4.3. Spatial Distribution of the Atmospheric THg and Wind Direction

The distribution pattern shows that there are several types of plants that can accumulate mercury even though they are below the height of 150 m. In contrast to other species, the plants at an altitude of >250 m accumulate mercury at a range of 0–60 µg. Based on the correlation analysis between the distance and THg, and the correlation between height and THg, some factors that affect the distribution of mercury in tree barks are distance, wind direction, conditions around MPTS plants, and tree bark roughness.

The MPTS barks containing mercury can be used as bioindicators of mercury pollution in the atmosphere.

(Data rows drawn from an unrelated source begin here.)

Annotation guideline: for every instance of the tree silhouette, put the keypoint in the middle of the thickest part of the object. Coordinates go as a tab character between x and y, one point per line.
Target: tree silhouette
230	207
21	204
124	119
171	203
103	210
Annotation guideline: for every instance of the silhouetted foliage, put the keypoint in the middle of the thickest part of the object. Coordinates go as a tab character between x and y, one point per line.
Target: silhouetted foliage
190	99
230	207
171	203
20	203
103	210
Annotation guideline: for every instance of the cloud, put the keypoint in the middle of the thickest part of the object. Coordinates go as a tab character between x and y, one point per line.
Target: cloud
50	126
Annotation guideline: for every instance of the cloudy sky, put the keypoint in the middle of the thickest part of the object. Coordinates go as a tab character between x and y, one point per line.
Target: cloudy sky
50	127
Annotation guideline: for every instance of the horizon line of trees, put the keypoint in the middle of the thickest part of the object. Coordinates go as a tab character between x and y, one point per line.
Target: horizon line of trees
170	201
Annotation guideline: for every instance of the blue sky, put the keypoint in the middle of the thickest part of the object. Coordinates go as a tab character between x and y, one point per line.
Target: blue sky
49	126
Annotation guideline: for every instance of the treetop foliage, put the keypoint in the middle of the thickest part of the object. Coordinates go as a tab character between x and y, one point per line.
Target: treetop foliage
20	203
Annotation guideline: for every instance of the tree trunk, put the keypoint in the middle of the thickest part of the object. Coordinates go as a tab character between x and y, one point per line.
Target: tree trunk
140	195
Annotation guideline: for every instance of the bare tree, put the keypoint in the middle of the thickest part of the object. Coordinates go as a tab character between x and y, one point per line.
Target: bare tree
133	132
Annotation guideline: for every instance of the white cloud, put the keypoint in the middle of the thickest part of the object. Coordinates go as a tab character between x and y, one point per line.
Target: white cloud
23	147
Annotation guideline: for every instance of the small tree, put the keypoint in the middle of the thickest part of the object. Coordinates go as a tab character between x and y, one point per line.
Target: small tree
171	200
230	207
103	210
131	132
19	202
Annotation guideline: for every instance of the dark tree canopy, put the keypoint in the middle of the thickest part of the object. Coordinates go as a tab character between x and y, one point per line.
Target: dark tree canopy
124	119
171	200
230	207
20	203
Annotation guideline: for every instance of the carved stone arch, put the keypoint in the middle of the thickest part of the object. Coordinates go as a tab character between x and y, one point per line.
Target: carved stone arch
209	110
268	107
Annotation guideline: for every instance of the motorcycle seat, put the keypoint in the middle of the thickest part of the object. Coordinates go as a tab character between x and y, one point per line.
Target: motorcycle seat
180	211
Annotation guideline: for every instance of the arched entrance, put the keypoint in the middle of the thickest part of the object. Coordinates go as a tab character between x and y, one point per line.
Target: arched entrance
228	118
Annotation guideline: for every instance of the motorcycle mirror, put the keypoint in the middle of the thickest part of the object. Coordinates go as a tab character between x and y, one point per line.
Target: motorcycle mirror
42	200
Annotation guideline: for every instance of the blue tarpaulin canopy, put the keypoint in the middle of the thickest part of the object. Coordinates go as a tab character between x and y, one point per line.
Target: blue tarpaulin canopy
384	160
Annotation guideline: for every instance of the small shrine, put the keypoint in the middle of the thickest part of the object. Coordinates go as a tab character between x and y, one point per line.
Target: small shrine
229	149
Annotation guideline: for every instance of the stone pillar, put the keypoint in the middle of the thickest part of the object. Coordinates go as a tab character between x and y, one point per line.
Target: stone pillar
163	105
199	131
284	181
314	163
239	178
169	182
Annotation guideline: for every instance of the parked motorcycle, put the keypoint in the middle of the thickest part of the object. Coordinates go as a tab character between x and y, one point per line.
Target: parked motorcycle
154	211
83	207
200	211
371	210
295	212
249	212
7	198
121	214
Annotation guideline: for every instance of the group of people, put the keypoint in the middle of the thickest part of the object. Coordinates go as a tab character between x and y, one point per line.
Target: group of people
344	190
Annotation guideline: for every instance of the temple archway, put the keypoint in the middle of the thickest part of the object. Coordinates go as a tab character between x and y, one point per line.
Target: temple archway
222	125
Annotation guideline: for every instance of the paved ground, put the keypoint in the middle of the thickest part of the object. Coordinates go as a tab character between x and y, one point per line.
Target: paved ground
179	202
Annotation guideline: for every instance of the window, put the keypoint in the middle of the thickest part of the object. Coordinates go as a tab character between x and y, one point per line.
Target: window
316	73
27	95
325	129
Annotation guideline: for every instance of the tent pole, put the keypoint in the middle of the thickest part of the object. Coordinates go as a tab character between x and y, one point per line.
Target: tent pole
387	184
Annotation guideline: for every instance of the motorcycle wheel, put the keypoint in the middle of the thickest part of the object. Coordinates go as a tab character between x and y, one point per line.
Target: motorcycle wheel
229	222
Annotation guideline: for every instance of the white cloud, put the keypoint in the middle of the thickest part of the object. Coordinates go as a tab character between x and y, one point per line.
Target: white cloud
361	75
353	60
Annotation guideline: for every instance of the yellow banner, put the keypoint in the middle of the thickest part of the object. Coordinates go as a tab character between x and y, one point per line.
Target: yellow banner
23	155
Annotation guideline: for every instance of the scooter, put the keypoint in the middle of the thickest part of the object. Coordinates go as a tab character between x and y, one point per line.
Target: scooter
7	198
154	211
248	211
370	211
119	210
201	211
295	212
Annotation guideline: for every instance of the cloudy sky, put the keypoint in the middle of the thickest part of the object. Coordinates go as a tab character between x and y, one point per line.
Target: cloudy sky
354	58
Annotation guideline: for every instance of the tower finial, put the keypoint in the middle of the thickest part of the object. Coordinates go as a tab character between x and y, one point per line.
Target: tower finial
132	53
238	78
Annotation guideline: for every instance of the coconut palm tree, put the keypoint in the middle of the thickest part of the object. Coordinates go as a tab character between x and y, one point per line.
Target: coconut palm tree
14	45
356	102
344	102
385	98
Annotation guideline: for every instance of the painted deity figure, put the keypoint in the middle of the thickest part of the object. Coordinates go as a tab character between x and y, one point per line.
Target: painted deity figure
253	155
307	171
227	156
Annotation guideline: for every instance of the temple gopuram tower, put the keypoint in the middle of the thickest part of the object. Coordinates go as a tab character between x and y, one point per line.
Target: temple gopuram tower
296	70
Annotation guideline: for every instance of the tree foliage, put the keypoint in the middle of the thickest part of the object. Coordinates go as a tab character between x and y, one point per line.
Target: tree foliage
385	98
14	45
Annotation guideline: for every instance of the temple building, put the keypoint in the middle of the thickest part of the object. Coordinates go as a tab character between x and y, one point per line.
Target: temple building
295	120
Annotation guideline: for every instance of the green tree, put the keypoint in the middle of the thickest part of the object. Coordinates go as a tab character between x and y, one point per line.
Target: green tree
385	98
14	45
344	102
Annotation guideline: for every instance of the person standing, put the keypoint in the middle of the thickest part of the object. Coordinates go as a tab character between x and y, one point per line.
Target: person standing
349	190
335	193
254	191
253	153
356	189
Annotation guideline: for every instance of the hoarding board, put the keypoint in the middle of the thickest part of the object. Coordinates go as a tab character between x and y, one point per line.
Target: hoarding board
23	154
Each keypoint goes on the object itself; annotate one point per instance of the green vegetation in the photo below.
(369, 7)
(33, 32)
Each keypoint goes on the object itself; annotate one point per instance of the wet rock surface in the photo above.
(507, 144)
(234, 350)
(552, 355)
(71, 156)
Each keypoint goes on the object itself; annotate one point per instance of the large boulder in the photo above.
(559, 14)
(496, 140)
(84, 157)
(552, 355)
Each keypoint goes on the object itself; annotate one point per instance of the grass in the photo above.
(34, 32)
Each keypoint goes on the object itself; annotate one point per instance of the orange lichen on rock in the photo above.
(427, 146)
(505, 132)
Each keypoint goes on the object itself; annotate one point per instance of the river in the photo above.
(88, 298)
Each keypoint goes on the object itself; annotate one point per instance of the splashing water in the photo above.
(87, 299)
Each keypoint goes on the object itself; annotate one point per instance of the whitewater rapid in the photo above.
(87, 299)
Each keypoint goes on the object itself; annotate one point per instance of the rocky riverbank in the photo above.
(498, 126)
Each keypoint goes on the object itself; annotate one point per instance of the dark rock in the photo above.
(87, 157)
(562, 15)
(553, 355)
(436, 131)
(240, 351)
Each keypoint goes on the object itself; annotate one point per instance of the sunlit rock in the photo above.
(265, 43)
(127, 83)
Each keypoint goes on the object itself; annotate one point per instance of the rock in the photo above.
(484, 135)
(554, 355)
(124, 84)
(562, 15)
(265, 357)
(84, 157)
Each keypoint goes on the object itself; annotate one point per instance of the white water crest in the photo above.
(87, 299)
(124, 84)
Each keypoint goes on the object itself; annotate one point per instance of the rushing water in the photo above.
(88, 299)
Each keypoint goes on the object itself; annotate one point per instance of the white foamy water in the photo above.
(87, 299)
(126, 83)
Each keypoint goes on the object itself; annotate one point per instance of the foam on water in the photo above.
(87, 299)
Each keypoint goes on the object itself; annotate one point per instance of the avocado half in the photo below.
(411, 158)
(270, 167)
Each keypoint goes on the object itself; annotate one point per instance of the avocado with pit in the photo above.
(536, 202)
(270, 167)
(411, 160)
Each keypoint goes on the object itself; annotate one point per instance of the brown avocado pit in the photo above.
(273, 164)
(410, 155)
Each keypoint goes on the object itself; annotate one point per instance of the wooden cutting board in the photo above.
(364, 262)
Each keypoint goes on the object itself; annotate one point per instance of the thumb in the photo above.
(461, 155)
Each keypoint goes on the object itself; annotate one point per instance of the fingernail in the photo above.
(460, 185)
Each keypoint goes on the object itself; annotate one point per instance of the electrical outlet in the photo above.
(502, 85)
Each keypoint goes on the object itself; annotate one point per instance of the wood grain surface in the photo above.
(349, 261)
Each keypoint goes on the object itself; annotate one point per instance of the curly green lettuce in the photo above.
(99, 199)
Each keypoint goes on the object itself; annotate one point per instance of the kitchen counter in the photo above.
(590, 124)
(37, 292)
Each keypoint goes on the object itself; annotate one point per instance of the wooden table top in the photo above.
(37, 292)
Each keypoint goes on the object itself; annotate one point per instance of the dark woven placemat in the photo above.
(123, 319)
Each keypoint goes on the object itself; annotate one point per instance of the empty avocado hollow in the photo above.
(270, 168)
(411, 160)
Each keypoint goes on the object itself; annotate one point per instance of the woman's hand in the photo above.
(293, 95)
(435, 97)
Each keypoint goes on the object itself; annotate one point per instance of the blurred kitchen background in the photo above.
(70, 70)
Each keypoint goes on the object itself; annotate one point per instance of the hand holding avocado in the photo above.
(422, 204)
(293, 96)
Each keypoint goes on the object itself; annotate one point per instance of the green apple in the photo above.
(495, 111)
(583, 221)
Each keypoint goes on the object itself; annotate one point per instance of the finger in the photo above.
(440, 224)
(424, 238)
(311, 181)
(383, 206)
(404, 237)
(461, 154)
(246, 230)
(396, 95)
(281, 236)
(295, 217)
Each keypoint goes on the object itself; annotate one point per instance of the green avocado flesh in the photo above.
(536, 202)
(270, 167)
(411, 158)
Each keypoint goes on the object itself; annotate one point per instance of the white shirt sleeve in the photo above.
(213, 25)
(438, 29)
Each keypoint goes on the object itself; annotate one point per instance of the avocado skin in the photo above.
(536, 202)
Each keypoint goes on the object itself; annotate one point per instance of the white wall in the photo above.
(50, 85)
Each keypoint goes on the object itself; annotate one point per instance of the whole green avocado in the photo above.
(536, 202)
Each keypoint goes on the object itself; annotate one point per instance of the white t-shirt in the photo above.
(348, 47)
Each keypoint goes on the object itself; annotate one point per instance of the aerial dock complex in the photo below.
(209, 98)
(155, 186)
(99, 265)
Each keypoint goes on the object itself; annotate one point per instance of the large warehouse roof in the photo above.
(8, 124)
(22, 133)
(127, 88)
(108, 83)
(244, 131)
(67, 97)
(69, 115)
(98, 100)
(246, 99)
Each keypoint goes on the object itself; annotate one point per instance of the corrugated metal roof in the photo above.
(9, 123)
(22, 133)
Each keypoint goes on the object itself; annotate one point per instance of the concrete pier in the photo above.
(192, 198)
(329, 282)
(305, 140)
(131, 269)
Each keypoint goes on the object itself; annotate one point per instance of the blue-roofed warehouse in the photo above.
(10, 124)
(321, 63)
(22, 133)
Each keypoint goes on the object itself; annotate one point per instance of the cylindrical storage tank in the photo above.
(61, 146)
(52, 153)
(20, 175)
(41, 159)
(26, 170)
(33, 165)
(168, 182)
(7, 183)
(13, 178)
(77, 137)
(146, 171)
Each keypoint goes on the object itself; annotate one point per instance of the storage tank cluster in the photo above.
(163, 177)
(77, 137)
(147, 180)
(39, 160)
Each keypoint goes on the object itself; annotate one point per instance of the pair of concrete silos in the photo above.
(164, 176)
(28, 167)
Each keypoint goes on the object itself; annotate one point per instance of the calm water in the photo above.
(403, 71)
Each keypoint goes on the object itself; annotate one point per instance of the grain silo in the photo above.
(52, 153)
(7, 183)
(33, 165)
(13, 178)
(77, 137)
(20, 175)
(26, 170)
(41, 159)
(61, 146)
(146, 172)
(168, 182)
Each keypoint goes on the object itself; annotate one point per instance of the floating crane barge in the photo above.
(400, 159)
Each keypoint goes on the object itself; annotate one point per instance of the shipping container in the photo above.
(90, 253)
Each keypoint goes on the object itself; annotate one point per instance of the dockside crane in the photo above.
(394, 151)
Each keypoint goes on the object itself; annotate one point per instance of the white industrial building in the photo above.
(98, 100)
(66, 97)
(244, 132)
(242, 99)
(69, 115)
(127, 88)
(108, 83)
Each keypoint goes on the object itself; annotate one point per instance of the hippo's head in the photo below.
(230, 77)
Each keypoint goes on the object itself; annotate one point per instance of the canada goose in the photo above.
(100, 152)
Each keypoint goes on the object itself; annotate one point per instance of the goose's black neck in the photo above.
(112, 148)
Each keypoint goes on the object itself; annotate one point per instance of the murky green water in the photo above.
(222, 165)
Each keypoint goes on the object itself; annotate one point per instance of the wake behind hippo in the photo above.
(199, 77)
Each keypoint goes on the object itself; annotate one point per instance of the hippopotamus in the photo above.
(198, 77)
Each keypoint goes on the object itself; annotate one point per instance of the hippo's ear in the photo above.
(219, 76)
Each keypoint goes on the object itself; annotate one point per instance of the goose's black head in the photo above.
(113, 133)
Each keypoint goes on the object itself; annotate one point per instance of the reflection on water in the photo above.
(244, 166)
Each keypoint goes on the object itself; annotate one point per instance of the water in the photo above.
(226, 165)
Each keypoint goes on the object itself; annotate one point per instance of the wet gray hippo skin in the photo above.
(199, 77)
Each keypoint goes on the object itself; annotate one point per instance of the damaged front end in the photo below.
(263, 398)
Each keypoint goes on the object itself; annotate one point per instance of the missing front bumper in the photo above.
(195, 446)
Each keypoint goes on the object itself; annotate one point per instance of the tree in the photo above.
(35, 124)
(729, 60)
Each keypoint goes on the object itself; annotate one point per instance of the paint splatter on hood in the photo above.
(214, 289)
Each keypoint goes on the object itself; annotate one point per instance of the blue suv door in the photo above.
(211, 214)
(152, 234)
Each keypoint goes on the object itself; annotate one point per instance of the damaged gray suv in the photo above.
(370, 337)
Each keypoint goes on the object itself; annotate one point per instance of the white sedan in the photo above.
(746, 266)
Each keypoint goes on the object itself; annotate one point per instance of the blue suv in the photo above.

The content of THg in tree bark is higher than that on leaf surfaces [14]. The zones that contain more mercury can be identified by obtaining the distribution patterns of mercury from the barks of the analyzed trees. The distribution pattern of mercury contamination in air is presented in Figure 6a.

The red zone has a larger THg distribution pattern, and the green zone has a smaller THg distribution pattern. The shape of the distribution pattern can be influenced by several factors, such as wind direction and speed. Local winds affect the mercury movement in the atmosphere, and it is a factor that helps tree barks accumulated mercury [34]. The wind direction and speed observations at the research location are presented in Figure 6b. The wind direction and speed can be seen at the research location at 175–177 rad in 2020, and the wind direction moves to the south and leans slightly toward east (southeast). Based on the interpolation of THg and the distribution pattern (Figure 6a), the distribution direction is influenced by the wind movement (Figure 6b). The movement of mercury in the atmosphere can be discovered by observing the movement of wind and using tree bark as a mercury pollution bioindicator. Tree barks are excellent bioindicators because of their porous structures, which efficiently accumulate aerosol particles [24].

5. Conclusions

Based on this research, it was found that the barks of the MPTS plants in Bunut Seberang Village can accumulate mercury with concentrations of up to 1 ppm. The MPTS plants that accumulated the most mercury is P. americana, T. indica, G. gnemon, and A. muricata. The mercury absorption rates of the tree barks in the village ranged from 0.81 to 74.4 µg. Additionally, the distribution of THg in the atmosphere, based on the obtained tree bark samples, was influenced by wind movements. Moreover, it was found that the mercury in the atmosphere around and in the village moves to the south and southeast directions. This is influenced by several factors, including the surrounding environment of the trees, the wind, and the roughness of the respective tree barks.